Richard reported sporadic (roughly one in 10 or so) null dereferences and
other strange behaviour for a set of automated LTP tests. Things like:
BUG: kernel NULL pointer dereference, address: 0000000000000008
#PF: supervisor read access in kernel mode
#PF: error_code(0x0000) - not-present page
PGD 0 P4D 0
Oops: 0000 [#1] PREEMPT SMP PTI
CPU: 0 PID: 1516 Comm: umount Not tainted 5.10.0-yocto-standard #1
Hardware name: QEMU Standard PC (Q35 + ICH9, 2009), BIOS rel-1.13.0-48-gd9c812dda519-prebuilt.qemu.org 04/01/2014
RIP: 0010:kernfs_sop_show_path+0x1b/0x60
...or these others:
RIP: 0010:do_mkdirat+0x6a/0xf0
RIP: 0010:d_alloc_parallel+0x98/0x510
RIP: 0010:do_readlinkat+0x86/0x120
There were other less common instances of some kind of a general scribble
but the common theme was mount and cgroup and a dubious dentry triggering
the NULL dereference. I was only able to reproduce it under qemu by
replicating Richard's setup as closely as possible - I never did get it
to happen on bare metal, even while keeping everything else the same.
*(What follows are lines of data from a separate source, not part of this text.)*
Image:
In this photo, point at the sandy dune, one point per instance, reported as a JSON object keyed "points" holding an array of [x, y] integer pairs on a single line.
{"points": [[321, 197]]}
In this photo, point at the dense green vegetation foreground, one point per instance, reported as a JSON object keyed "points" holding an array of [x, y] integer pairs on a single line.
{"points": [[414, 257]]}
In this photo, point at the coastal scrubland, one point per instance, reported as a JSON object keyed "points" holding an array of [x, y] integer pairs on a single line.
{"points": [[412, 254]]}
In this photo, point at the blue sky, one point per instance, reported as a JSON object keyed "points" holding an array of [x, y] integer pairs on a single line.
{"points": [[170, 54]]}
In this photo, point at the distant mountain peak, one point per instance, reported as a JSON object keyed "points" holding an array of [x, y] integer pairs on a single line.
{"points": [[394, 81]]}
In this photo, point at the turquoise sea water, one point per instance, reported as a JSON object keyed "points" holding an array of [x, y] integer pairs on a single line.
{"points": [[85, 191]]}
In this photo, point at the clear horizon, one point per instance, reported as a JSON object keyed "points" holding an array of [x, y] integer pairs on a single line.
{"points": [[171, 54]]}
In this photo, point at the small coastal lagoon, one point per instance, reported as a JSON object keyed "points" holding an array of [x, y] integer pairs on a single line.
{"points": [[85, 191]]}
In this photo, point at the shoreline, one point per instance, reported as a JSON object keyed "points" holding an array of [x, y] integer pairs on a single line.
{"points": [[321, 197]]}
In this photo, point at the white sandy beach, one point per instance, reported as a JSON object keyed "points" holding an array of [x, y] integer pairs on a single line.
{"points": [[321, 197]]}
In commit 71d883c37e8d ("cgroup_do_mount(): massage calling conventions")
we see this as a part of the overall change:
--------------
struct cgroup_subsys *ss;
- struct dentry *dentry;
[...]
- dentry = cgroup_do_mount(&cgroup_fs_type, fc->sb_flags, root,
- CGROUP_SUPER_MAGIC, ns);
[...]
- if (percpu_ref_is_dying(&root->cgrp.self.refcnt)) {
- struct super_block *sb = dentry->d_sb;
- dput(dentry);
+ ret = cgroup_do_mount(fc, CGROUP_SUPER_MAGIC, ns);
+ if (!ret && percpu_ref_is_dying(&root->cgrp.self.refcnt)) {
+ struct super_block *sb = fc->root->d_sb;
+ dput(fc->root);
deactivate_locked_super(sb);
msleep(10);
return restart_syscall();
}
--------------
In changing from the local "*dentry" variable to using fc->root, we now
export/leave that dentry pointer in the file context after doing the dput()
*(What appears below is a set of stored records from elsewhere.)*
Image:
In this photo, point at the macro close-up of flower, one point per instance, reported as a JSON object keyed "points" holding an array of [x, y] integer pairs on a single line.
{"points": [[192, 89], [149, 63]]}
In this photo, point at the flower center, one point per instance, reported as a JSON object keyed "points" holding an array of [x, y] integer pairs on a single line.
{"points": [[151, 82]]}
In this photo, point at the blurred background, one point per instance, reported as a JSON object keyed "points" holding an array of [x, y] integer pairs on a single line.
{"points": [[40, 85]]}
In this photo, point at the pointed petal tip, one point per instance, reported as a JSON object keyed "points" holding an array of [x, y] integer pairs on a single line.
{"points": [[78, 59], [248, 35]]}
in the unlikely "is_dying" case. With LTP doing a crazy amount of back to
back mount/unmount [testcases/bin/cgroup_regression_5_1.sh] the unlikely
becomes slightly likely and then bad things happen.
A fix would be to not leave the stale reference in fc->root as follows:
--------------
dput(fc->root);
+ fc->root = NULL;
deactivate_locked_super(sb);
--------------
...but then we are just open-coding a duplicate of fc_drop_locked() so we
simply use that instead.
Cc: Al Viro <[email protected]>
Cc: Tejun Heo <[email protected]>
Cc: Zefan Li <[email protected]>
Cc: Johannes Weiner <[email protected]>
Cc: [email protected] # v5.1+
Reported-by: Richard Purdie <[email protected]>
Fixes: 71d883c37e8d ("cgroup_do_mount(): massage calling conventions")
Signed-off-by: Paul Gortmaker <[email protected]>
diff --git a/fs/internal.h b/fs/internal.h
index 6aeae7ef3380..728f8d70d7f1 100644
--- a/fs/internal.h
+++ b/fs/internal.h
@@ -61,7 +61,6 @@ extern void __init chrdev_init(void);
*/
extern const struct fs_context_operations legacy_fs_context_ops;
extern int parse_monolithic_mount_data(struct fs_context *, void *);
-extern void fc_drop_locked(struct fs_context *);
extern void vfs_clean_context(struct fs_context *fc);
extern int finish_clean_context(struct fs_context *fc);
diff --git a/include/linux/fs_context.h b/include/linux/fs_context.h
index 37e1e8f7f08d..5b44b0195a28 100644
--- a/include/linux/fs_context.h
+++ b/include/linux/fs_context.h
@@ -139,6 +139,7 @@ extern int vfs_parse_fs_string(struct fs_context *fc, const char *key,
extern int generic_parse_monolithic(struct fs_context *fc, void *data);
extern int vfs_get_tree(struct fs_context *fc);
extern void put_fs_context(struct fs_context *fc);
+extern void fc_drop_locked(struct fs_context *fc);
/*
* sget() wrappers to be called from the ->get_tree() op.
diff --git a/kernel/cgroup/cgroup-v1.c b/kernel/cgroup/cgroup-v1.c
index 1f274d7fc934..6e554743cf2b 100644
--- a/kernel/cgroup/cgroup-v1.c
+++ b/kernel/cgroup/cgroup-v1.c
@@ -1223,9 +1223,7 @@ int cgroup1_get_tree(struct fs_context *fc)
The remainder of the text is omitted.